🤖 AI Summary
Explicit material point method (MPM) struggles with quasi-static or long-term geomechanical simulations involving large deformations and history-dependent behavior, while implicit MPM remains limited by the analytical derivation of Jacobian matrices—especially consistent tangent operators for complex constitutive models. Method: This paper proposes an automatic-differentiation-based implicit MPM framework built on NVIDIA Warp, integrating reverse-mode automatic differentiation (eliminating manual tangent derivation), GPU-accelerated sparse Jacobian assembly, and implicit time integration. The framework supports efficient forward and inverse modeling for elastoplasticity and coupled poromechanics. Contribution/Results: Experiments demonstrate substantial improvements in computational efficiency and scalability without compromising numerical robustness. To our knowledge, this is the first open-source, differentiable, and fully GPU-accelerated implicit MPM implementation for computational geomechanics.
📝 Abstract
The material point method (MPM), a hybrid Lagrangian-Eulerian particle method, is increasingly used to simulate large-deformation and history-dependent behavior of geomaterials.
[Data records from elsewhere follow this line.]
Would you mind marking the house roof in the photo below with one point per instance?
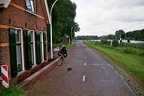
(5, 3)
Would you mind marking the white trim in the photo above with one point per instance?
(47, 10)
(22, 50)
(42, 48)
(34, 49)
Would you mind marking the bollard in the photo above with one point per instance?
(4, 75)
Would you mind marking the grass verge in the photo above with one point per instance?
(12, 91)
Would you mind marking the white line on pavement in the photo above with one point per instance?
(85, 64)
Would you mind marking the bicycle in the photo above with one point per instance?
(62, 54)
(60, 61)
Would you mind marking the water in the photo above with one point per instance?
(125, 41)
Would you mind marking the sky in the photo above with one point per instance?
(104, 17)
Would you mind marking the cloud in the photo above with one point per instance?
(103, 17)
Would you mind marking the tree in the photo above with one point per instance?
(63, 16)
(119, 33)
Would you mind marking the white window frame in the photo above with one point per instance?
(34, 52)
(22, 49)
(31, 6)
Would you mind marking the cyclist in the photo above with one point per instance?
(63, 51)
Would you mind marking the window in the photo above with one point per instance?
(29, 47)
(16, 51)
(45, 45)
(31, 5)
(39, 47)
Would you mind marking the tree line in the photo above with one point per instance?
(120, 34)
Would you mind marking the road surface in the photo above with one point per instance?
(83, 73)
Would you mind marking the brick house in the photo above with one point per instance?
(23, 34)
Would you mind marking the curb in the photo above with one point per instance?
(29, 82)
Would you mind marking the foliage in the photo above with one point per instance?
(136, 35)
(115, 43)
(119, 33)
(12, 91)
(57, 45)
(63, 15)
(87, 37)
(106, 42)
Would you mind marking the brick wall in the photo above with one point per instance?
(17, 16)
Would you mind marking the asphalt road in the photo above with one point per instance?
(83, 73)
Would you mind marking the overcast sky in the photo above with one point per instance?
(104, 17)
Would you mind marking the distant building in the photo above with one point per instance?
(23, 34)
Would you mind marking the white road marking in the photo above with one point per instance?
(85, 64)
(84, 78)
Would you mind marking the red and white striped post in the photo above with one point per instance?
(4, 74)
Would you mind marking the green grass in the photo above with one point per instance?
(133, 64)
(69, 46)
(12, 91)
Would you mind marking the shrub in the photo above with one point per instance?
(105, 42)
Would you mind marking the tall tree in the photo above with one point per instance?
(63, 15)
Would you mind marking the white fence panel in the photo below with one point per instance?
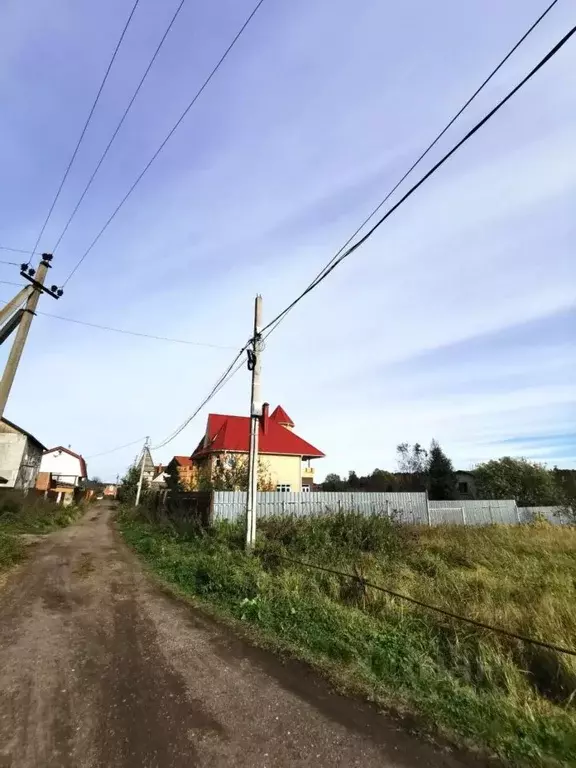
(410, 508)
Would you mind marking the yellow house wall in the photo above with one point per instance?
(284, 470)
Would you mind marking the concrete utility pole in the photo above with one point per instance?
(24, 326)
(254, 365)
(141, 479)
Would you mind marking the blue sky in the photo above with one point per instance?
(456, 321)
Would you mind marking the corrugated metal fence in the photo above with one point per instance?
(410, 507)
(407, 507)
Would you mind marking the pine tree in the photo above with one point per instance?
(441, 477)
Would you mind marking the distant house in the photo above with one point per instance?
(66, 469)
(465, 485)
(149, 468)
(181, 473)
(286, 455)
(20, 456)
(160, 479)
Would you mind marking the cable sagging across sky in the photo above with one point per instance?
(164, 142)
(334, 262)
(85, 128)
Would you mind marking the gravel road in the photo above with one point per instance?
(100, 669)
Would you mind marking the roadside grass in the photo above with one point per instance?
(478, 688)
(27, 514)
(32, 514)
(11, 551)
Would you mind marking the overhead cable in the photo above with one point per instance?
(164, 142)
(344, 252)
(231, 371)
(365, 583)
(86, 124)
(135, 333)
(118, 448)
(123, 330)
(119, 126)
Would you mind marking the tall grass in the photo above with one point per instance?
(21, 513)
(514, 699)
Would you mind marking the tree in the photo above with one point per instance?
(529, 482)
(333, 482)
(230, 473)
(412, 463)
(441, 477)
(565, 481)
(353, 481)
(129, 485)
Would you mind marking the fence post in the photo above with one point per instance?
(211, 510)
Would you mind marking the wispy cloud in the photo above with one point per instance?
(456, 321)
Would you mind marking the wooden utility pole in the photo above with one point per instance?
(13, 305)
(141, 479)
(254, 365)
(24, 326)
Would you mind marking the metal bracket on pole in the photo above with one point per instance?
(11, 325)
(28, 272)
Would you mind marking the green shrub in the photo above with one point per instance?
(11, 551)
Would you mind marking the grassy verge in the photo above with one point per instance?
(477, 687)
(28, 514)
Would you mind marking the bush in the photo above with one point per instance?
(21, 513)
(11, 551)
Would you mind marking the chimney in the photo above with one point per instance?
(265, 417)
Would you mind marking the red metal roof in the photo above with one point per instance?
(80, 458)
(183, 461)
(280, 415)
(232, 433)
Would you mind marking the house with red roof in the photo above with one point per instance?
(66, 469)
(181, 473)
(285, 455)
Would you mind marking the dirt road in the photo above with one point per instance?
(98, 668)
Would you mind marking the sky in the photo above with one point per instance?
(456, 321)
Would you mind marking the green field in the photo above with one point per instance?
(472, 686)
(27, 514)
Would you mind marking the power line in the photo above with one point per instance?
(119, 126)
(118, 448)
(123, 330)
(465, 619)
(231, 371)
(342, 253)
(15, 250)
(164, 142)
(135, 333)
(86, 124)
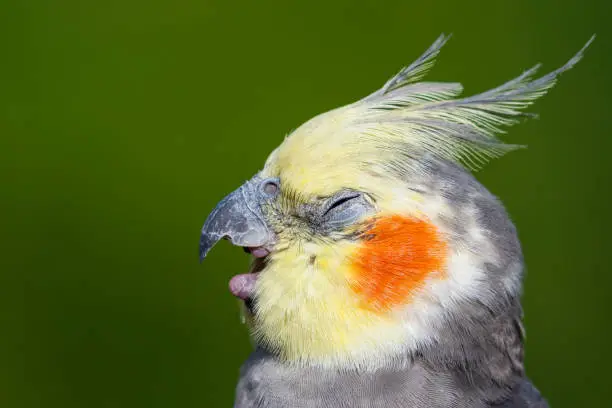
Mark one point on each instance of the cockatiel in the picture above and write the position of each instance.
(385, 274)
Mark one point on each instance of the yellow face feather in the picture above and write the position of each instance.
(307, 308)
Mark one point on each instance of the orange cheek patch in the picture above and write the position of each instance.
(399, 255)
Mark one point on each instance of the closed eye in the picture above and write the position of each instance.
(339, 202)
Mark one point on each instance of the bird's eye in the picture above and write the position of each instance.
(345, 209)
(270, 187)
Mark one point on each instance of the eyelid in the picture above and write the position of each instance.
(337, 201)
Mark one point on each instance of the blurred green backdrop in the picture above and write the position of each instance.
(123, 122)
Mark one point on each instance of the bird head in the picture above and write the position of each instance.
(371, 237)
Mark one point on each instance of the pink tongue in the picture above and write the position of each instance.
(243, 285)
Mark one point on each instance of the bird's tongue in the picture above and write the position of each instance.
(243, 285)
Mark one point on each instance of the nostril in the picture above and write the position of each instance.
(270, 187)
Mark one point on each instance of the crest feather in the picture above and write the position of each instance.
(425, 116)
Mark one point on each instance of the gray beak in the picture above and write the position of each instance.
(238, 217)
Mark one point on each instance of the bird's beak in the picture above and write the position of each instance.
(239, 218)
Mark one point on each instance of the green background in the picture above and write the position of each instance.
(122, 123)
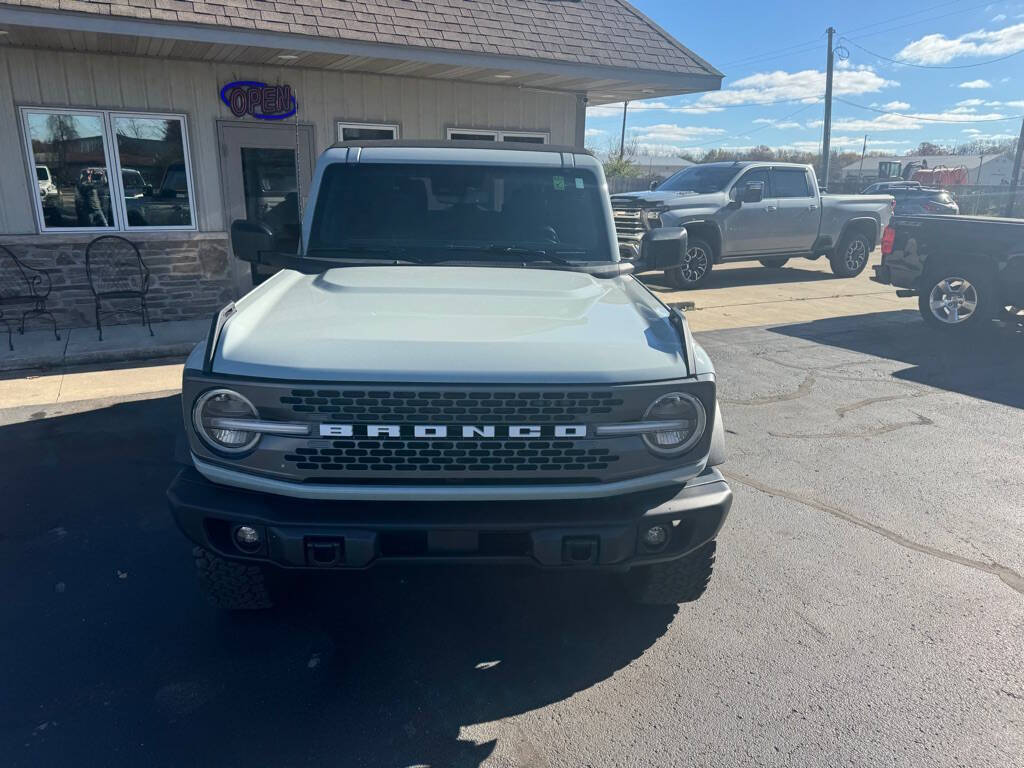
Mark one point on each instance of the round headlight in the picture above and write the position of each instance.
(690, 420)
(212, 415)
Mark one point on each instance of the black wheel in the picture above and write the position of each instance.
(675, 582)
(695, 267)
(850, 256)
(956, 297)
(231, 586)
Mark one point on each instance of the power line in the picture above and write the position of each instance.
(956, 12)
(884, 22)
(928, 120)
(932, 67)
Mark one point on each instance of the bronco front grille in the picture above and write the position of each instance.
(453, 456)
(407, 407)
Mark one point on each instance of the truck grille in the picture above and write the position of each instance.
(453, 456)
(629, 223)
(406, 407)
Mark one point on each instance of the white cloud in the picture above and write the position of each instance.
(670, 132)
(913, 122)
(937, 49)
(781, 125)
(807, 85)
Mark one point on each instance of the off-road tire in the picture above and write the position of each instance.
(851, 255)
(681, 581)
(231, 586)
(698, 262)
(981, 289)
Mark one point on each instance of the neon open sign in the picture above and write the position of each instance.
(259, 99)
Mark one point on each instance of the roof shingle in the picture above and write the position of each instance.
(590, 32)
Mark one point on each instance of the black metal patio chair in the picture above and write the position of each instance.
(116, 271)
(20, 284)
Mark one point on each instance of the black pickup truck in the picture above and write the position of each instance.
(965, 270)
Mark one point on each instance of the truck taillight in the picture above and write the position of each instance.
(888, 240)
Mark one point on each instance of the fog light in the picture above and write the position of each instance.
(248, 538)
(655, 537)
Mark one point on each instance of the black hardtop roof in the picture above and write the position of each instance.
(444, 144)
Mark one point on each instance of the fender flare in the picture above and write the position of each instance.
(876, 226)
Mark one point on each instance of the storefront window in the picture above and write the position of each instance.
(367, 131)
(154, 173)
(73, 178)
(98, 170)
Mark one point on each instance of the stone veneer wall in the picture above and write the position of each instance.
(189, 275)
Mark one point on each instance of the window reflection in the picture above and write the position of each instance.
(151, 152)
(71, 169)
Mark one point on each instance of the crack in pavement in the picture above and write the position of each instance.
(1009, 577)
(802, 391)
(921, 421)
(842, 411)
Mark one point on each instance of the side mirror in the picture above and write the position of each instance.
(663, 248)
(753, 192)
(249, 239)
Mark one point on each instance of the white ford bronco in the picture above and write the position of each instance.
(456, 366)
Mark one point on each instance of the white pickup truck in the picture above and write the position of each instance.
(743, 211)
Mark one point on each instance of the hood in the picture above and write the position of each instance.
(669, 200)
(454, 324)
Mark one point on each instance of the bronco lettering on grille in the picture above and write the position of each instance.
(457, 430)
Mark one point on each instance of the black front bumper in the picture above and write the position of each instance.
(302, 534)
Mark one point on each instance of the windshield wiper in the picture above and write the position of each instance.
(526, 255)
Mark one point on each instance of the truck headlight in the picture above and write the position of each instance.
(682, 421)
(212, 415)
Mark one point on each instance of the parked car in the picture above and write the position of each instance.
(964, 269)
(886, 187)
(456, 368)
(769, 212)
(924, 200)
(48, 193)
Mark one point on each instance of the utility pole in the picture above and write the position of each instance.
(1015, 178)
(622, 141)
(863, 151)
(826, 138)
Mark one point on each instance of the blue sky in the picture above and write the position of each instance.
(775, 52)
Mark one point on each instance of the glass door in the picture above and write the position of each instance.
(267, 171)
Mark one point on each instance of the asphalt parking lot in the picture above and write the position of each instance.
(867, 606)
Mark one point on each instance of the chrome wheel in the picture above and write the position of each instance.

While explicit time integration dominates current MPM implementations due to its algorithmic simplicity, such schemes are unsuitable for quasi-static and long-term processes typical in geomechanics. Implicit MPM formulations are free of these limitations but remain less adopted, largely due to the difficulty of computing the Jacobian matrix required for Newton-type solvers, especially when consistent tangent operators should be derived for complex constitutive models. In this paper, we introduce GeoWarp -- an implicit MPM framework for geomechanics built on NVIDIA Warp -- that exploits GPU parallelism and reverse-mode automatic differentiation to compute Jacobians without manual derivation. To enhance efficiency, we develop a sparse Jacobian construction algorithm that leverages the localized particle-grid interactions intrinsic to MPM. The framework is verified through forward and inverse examples in large-deformation elastoplasticity and coupled poromechanics. Results demonstrate that GeoWarp provides a robust, scalable, and extensible platform for differentiable implicit MPM simulation in computational geomechanics.